Question

What is the rationalizing factor for \[\sqrt{xy}\]?

Answer 1

Hint: We are given to find the rationalizing factor of \[\sqrt{xy}\]. Rationalizing factor is nothing but when two surds are multiplied with each other, gives us the product in the form of a rational number. So we have to find a term such that, when multiplied by \[\sqrt{xy}\] gives us a rational number.

Complete step-by-step solution:
Now let us have a brief regarding the rationalizing factor. The factor of multiplication by which rationalization is done is known as rationalizing factor.

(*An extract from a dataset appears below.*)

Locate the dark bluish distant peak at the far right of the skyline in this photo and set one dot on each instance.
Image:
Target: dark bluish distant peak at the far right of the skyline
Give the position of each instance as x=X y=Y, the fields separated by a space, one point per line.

If a product of two surds is a rational number, then each of them is a rationalizing factor to others. This is the basic principle involved in the surds.
The general rule of a surd under rationalization is \[\sqrt{a}\times \sqrt{a}=a\].
Since our given \[\sqrt{xy}\] is in the form of the above mentioned rule, we will be proceeding with the same method.
On rationalizing \[\sqrt{xy}\] by considering \[\sqrt{xy}\] as rationalizing factor, we get-
\[\sqrt{xy}\times \sqrt{xy}=xy\]
\[\therefore \] The rationalizing factor of \[\sqrt{xy}\] is \[\sqrt{xy}\] itself since it is a surd.

Note: In order to rationalize the complex surds where the surds are in order two, conjugates are used to rationalize the surds. This comes from the formula \[{{a}^{2}}-{{b}^{2}} = \left( a+b \right)\left( a-b \right)\]. So in complex surds order 2 surds get squared off and denominators are converted to rational numbers.
For example, consider the complex surd \[\dfrac{1}{\sqrt[2]{2}-1}\].
The denominator \[\sqrt[2]{2}-1\] is to be converted into a rational number. Let us apply the formula \[{{a}^{2}}-{{b}^{2}}=\left( a+b \right)\left( a-b \right)\].
We get,
\[\begin{align}
  & \dfrac{1}{\sqrt[2]{2}-1} \\
 & =\dfrac{\left( \sqrt[2]{2}+1 \right)}{\left( \sqrt[2]{2}-1 \right)\left( \sqrt[2]{2}+1 \right)} \\
 & =\dfrac{\sqrt[2]{2}+1}{2-1} \\
 & =\sqrt[2]{2}+1 \\
\end{align}\]
Hence the rationalizing factor is obtained.